Iowa finished the regular season ranked in the top 10 nationally in turnover margin, but the Hawkeyes concluded one game at minus-two – its sole loss. Michigan State, a team to which Iowa head coach Kirk Ferentz compared Stanford, gained three takeaways in the Spartans' Big Ten Conference Championship Game defeat of the Hawkeyes.
Ball control will play a significant role in the Rose Bowl's outcome. Iowa is among the nation's best in generating takeaways, particularly interceptions. All-American defensive back Desmond King grabbed eight, tied for second most in the nation.
Iowa's ability to stymie the Stanford run game and pressure Hogan gives the Hawkeyes their best hope for dictating the pace.
3. Special Moments on Special Teams
Iowa and Stanford both won dramatic decisions on last-second field goals from kickers Marshall Koehn and Conrad Ukropina.
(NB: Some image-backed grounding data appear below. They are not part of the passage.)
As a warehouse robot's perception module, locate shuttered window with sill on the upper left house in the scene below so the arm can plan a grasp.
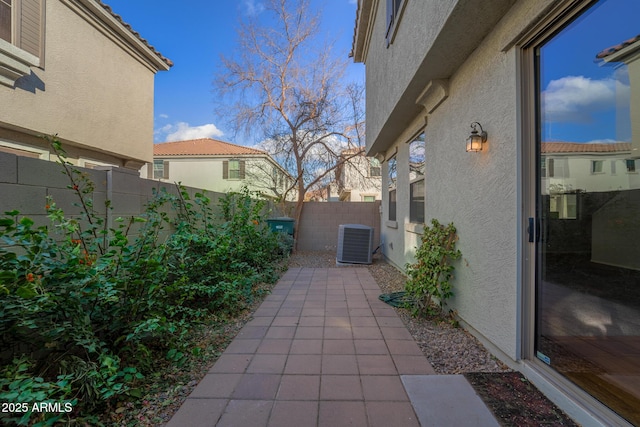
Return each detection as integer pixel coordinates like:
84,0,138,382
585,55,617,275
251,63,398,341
0,0,44,87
Koehn's boot elevated Iowa past Pittsburgh in a game Lomax credited as a major building block in the Hawkeyes' season, while Ukropina drilled the game-winner to defeat Notre Dame in the regular-season finale.
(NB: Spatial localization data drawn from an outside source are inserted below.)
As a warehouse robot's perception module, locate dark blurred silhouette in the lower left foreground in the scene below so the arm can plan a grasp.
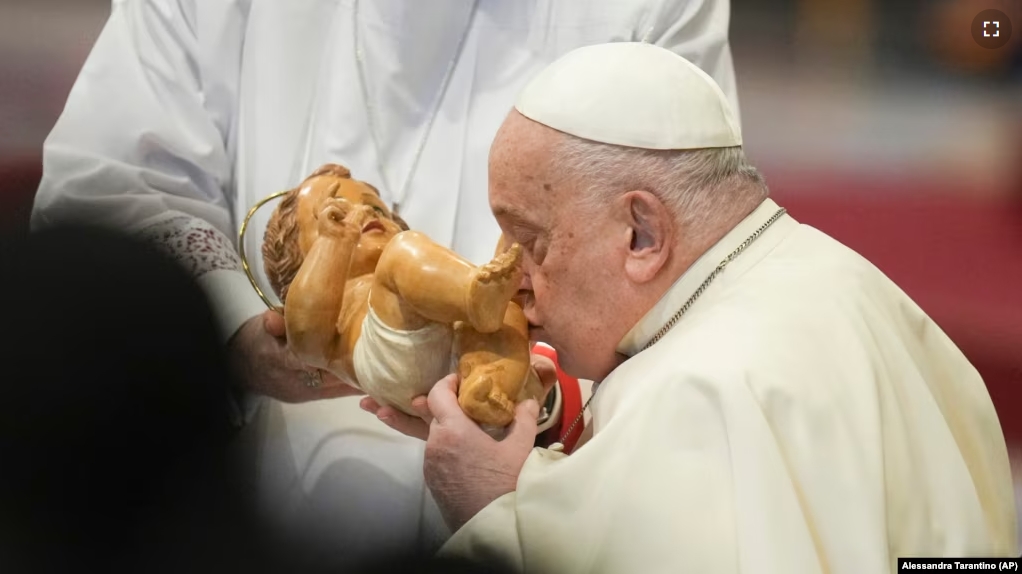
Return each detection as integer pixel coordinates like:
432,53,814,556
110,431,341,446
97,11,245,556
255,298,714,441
0,227,510,573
If Shaw's prediction comes to pass, and the Rose Bowl is decided at the end, Koehn or Ukropina could again have final say.
However, in a game likely to be dictated by defense and yards coming at a premium, specials teams could also have vital importance in providing needed offense.
King ranks 15th nationally with a punt return average of 12.7 yards per opportunity. McCaffrey has proven his explosiveness on kickoffs, running one back against Cal in November. He nearly took a punt return to the house in the Pac-12 Championship Game, which would have given him a score through five different means on the year: rush, reception, pass, kick return and punt return.
It's only been accomplished twice in college football history. Once was by 2005 Heisman winner Reggie Bush, and McCaffrey just happens to wear No. 5 because of Bush. A punt return for a score in the Rose Bowl Game would be quite the exclamation point to a remarkable season.
Iowa's been doubted and overlooked much of the season. Just reaching the Rose Bowl, the first of Ferentz' career, is a remarkable and surprising milestone, but the Hawkeyes aren't in California for a participation ribbon. Iowa will bring the same fight that produced the first 12-win campaign in program history.
Stanford's familiarity with the Rose Bowl – this being the third for the program's seniors – and the Cardinal's versatile roster, should give them the edge.
Stanford can match Iowa's physicality, but has enough of a Pac-12-inspired finesse quality to break a huge play at the most opportune time. Just such a play should tip the Rose Bowl in the Cardinal's favor.